I am gaping at Etomi who is standing behind Akudo - who is low key glowing for Africa.

I'm wondering if Akudo is completely alright in the head.

Not only is she 100 years late for the dinner her husband slaved over - let's face it - for her... when she finally appears she's not alone. Nope. She is in the company of the one person her husband can actually not be paranoid enough about.

Bruh...

This is none of my business, I'm thinking. I shouldn't even be here right now. It's late, I have work tomorrow and I don't really want this high definition third person POV of Akudo and Derin's marriage. Especially since Akudo is my primary friendship here.

I should've left but the thing was, Akudo was not the only one electrified by Etomi's presence.

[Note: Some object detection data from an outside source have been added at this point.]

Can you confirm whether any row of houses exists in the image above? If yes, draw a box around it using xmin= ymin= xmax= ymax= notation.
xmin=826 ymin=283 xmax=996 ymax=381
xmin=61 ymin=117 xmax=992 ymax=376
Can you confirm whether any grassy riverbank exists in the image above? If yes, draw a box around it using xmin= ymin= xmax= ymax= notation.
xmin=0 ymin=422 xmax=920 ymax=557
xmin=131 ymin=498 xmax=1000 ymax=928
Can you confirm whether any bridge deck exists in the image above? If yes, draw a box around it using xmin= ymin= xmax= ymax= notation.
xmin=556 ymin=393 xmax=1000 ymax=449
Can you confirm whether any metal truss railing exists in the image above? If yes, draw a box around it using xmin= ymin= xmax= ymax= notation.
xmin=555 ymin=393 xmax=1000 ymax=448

I peeked over Derin's shoulder at him. Since stepping inside he'd only looked at me once and his gaze had been polite and brief. His attention was now on Derin who was wearing the expression of a Club Bouncer pre - bouncing. Did he know about Etomi, I wondered glancing at my excited friend again.

Maybe I should explain all this - why Derin should have been worried, why I suddenly couldn't leave - why this situation had MESS stamped all over it.

Bear with me as I digress into this gist ...

***

It all goes back to Secondary School, Day 0 of JSS1.

Because of the lack of F surnames in my class, I, being a Folorunso, had my dreams of attaining cooldom by strategic classroom placement abruptly shattered when I found myself seated behind a short, bespectacled boy whose last name was, the unfathomable to me then, Eyakodevu.

Luckily, back then I wasn't the sort to angst - even after it turned out that he did not wear his efiko glasses in vain. When I discovered that despite his worrying academic ways he liked movies, comics and sci-fi and fantasy TV shows like I did, I became determined to be the Aladdin to his Jasmine and show him a whole new world of slacking off.

Fortunately for him I was never that successful in making him neglect his studies but through it we somehow became best friends. And I mean BEST. As the years passed in Junior Secondary School I made friends that were girls too, from my classes, my dorm rooms, my clubs - but Etomi and I were the thickest. We had stupid code languages, wrote (and never finished) our own comic series together about a feral boy hero who fights monsters (he wrote and I drew) and we came as a package deal when our parents came on visiting day.

No one ever asked if we were dating or anything weird like that. Most likely because back then neither Etomi (small and studious) nor I (a gangly, open mouth laugher) was anyone's idea of a romantic interest. I know we must have looked funny together; him all short and class prefect looking with his glasses and chubby cheeks, me properly heighting him with my perpetually rumpled uniform and flyaway hair bun. Me forever gabbing, him forever listening and laughing.